In his elegy to Dublin in the Rare Ould Times, Pete St John wrote: “Fare thee well sweet Anna Liffey”. But although long personified as the female spirit of Ireland’s capital city, the river Liffey has not always inspired such affection. For much of the 20th century, it was more maligned than loved by locals. Yes, it was immortalised as a “Ganges of the literary world” by James Joyce, writing from the safe distance of Paris. Back in Dublin, meanwhile, a cynical Brendan Behan noted that “sometimes the smell of the Ganges of the literary world is not all that literary”. That unsweet reputation was immortalised too, especially in Bagatelle’s 1978 hit song, remembering a summer in Dublin “and the Liffey as it stank like hell”.

But in this and other things, the river was unfairly traduced, taking the rap for pollution elsewhere.
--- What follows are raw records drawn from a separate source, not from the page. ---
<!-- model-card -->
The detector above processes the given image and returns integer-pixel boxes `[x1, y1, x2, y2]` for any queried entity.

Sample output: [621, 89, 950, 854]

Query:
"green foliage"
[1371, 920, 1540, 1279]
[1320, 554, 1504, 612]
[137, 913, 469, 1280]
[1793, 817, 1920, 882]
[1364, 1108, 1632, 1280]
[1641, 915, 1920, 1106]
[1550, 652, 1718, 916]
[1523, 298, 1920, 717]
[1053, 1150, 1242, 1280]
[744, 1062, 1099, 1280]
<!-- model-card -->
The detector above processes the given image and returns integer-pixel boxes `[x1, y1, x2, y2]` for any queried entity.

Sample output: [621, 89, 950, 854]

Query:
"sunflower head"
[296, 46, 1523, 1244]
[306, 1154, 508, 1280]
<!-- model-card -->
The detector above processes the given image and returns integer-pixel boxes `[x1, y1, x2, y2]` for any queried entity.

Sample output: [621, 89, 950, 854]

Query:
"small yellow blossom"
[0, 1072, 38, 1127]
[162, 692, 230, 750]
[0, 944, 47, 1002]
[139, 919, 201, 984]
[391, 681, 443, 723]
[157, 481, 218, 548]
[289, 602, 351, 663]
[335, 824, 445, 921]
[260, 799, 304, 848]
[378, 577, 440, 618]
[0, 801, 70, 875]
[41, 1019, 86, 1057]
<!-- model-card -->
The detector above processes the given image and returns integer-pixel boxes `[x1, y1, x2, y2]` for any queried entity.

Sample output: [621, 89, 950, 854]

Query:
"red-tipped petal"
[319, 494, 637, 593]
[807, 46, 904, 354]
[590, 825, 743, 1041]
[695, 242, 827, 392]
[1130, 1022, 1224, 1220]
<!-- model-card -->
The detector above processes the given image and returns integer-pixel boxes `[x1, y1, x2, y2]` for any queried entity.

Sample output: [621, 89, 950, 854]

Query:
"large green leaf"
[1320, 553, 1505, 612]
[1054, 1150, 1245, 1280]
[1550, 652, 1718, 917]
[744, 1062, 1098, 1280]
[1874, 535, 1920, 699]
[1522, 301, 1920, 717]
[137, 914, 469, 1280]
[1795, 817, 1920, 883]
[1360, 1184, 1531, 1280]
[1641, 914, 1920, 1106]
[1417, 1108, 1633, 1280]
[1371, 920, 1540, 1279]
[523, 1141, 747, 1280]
A report of the same period found that one of its right-bank tributaries, the Camac, would be “better classified as a sewer”. When the Camac’s industrial tenant, Clondalkin Paper Mills, closed in the 1980s, it was an economic disaster. It also resulted in a “spectacular improvement” in the Liffey’s water quality. Overnight, within 5 years of Bagatelle’s hit, the stink had gone.

The Liffey is not just Dublin’s river, of course. From its source in a Wicklow mountain bog, barely 20km from O’Connell Street, it takes a long, scenic detour through Kildare, serving three hydroelectric power stations and flowing through Newbridge and many other towns before a belated arrival in the capital with which it is synonymous.

It’s not the Seine, or even the Lee. Even so, Dubliners have learned to love it, after a fashion. It defines their city, by popular consent, into two rival tribes: northsiders and southsiders. And its indirect gifts include the many bridges that stitch the two halves back together. In some cases, notably the Ha’penny and Samuel Beckett, the results make picture postcards. But the Liffey itself also can be lovely, especially at dawn or dusk. There is no sweeter view of Dublin, looking east in the early morning or west at evening time, than the play of sunlight on the river.